A tale impostazione è stato obiettato che la natura discrezionale del potere in esame si ricava dalla stessa formulazione dell’art. 21noniens di cui alla L. 241/90, che richiede la sussistenza di un interesse pubblico attuale e prevalente alla rimozione. Secondo questo diverso approccio ermeneutico, l’art. 21nonies non può essere derogato e, di conseguenza, il potere di annullamento d’ufficio non può ritenersi doveroso, neanche quando si tratti dell’annullamento d’ufficio di un atto anticomunitario. L’unico profilo di doverosità, come il Consiglio di Stato in più decisioni ha avuto modo di precisare, è nell’avvio del procedimento di riesame da parte della P.A. Di fatto, l’amministrazione procedente è libera di definire discrezionalmente il procedimento stesso. In ordine a tale procedimento, a parere dei giudici amministrativi, anche a fronte di rimozione dell’atto amministrativo anticomunitario, resta, invece, di particolare rilievo l’osservanza delle garanzie che l’ordinamento appresta per i soggetti incisi dall’atto di autotutela, quale la partecipazione degli stessi al relativo procedimento.

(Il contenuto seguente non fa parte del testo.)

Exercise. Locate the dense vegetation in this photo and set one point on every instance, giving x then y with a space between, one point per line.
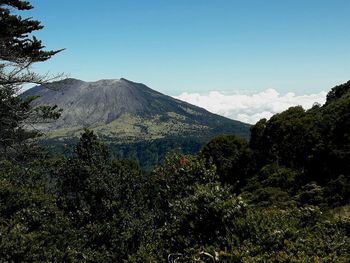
282 196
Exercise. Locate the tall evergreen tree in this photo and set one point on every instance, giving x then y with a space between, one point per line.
19 49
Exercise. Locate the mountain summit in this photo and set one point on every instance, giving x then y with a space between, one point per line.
127 110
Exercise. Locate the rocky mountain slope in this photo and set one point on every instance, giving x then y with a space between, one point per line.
126 110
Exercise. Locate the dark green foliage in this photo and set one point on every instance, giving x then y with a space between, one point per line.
230 154
281 197
18 51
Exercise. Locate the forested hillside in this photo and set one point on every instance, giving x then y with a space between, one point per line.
282 196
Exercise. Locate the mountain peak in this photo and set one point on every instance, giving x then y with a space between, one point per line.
122 108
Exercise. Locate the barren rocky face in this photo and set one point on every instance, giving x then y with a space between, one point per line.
125 109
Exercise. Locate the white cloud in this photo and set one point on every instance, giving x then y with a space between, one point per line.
251 108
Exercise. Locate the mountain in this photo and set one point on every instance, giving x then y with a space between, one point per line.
127 111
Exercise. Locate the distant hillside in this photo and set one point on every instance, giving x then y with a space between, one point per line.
127 111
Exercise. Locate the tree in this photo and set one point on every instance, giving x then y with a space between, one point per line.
19 50
231 156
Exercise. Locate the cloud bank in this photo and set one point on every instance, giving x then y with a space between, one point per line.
251 108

Non manca di rilevare che il diritto comunitario non obbliga la P.A., in linea di principio, a riesaminare una decisione amministrativa anche se questa ha acquisito carattere definitivo. Tuttavia, la Corte di Giustizia (caso Kempter) ha avuto modo di precisare che, in particolari circostanze, la P.A.  può essere tenuta a riesaminare una decisione amministrativa divenuta definitiva, in forza del principio di leale cooperazione di cui all’art. 4, comma 3 TUE. Il che si verifica quando, esauriti i rimedi giurisdizionali interni, vi è, tuttavia, un’interpretazione sulla disposizione pertinente da parte della stessa Corte di Giustizia. Più in particolare, tale obbligo sussiste quando la sentenza del giudice nazionale è di ultima istanza ed è fondata su un’interpretazione errata del diritto comunitario, adottata senza aver adito in via pregiudiziale la Corte di Giustizia. Inoltre, il potere di riesame sussiste nonostante che il ricorrente non abbia invocato il diritto comunitario nel ricorso giurisdizionale di diritto interno avverso la decisione in esame.

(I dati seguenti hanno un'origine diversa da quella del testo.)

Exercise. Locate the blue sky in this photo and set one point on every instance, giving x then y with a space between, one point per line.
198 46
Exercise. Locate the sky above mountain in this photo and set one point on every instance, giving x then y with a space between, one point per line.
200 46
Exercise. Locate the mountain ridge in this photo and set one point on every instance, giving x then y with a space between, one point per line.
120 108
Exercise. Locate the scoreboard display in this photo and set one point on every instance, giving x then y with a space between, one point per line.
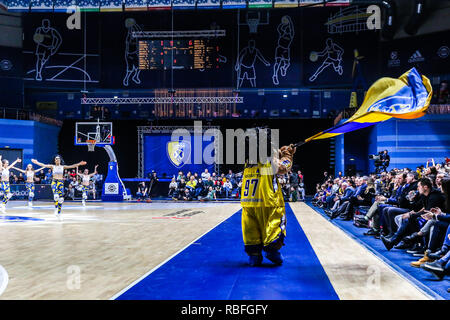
179 54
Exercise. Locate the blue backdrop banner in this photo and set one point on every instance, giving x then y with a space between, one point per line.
187 154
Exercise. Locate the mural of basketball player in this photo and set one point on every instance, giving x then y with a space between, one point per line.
245 64
48 41
132 52
333 57
282 52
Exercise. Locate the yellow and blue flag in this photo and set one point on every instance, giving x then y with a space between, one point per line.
407 97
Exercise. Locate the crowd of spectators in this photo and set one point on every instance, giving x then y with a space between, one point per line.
211 186
208 186
405 209
72 182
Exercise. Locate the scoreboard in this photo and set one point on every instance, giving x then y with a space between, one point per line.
179 54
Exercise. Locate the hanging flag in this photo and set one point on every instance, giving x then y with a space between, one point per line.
407 97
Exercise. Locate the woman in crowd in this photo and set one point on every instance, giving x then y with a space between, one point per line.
29 184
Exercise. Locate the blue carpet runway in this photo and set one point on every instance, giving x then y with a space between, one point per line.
215 268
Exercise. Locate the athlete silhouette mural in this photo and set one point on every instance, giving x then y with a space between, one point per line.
245 64
282 52
48 40
132 53
333 57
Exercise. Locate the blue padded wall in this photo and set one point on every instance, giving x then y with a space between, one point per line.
410 143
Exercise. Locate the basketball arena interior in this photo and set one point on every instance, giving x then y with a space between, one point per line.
224 150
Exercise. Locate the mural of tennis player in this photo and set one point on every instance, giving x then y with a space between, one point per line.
132 52
282 52
48 41
333 57
245 64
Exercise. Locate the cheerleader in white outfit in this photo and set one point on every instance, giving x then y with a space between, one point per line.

   In definitiva, gli atti amministrativi anticomunitari pongono due ordini di problemi. Da un lato, emerge la tematica dell’efficacia degli atti amministrativi anticomunitari divenuti inoppugnabili, che si basa sul bilanciamento tra principi di effettività, equivalenza della tutela e certezza del diritto. Dall’altro lato, si pone l’attenzione sulla tutela dell’amministrato verso l’atto amministrativo anticomunitario, la quale non trova, allo stato attuale, una sua definizione per la contrapposizione tra norme interne (di decadenza e di definizione della nullità) e principi comunitari, quali quelli della leale collaborazione, dell’effettività della tutela giurisdizionale, nonché della primazia del diritto comunitario.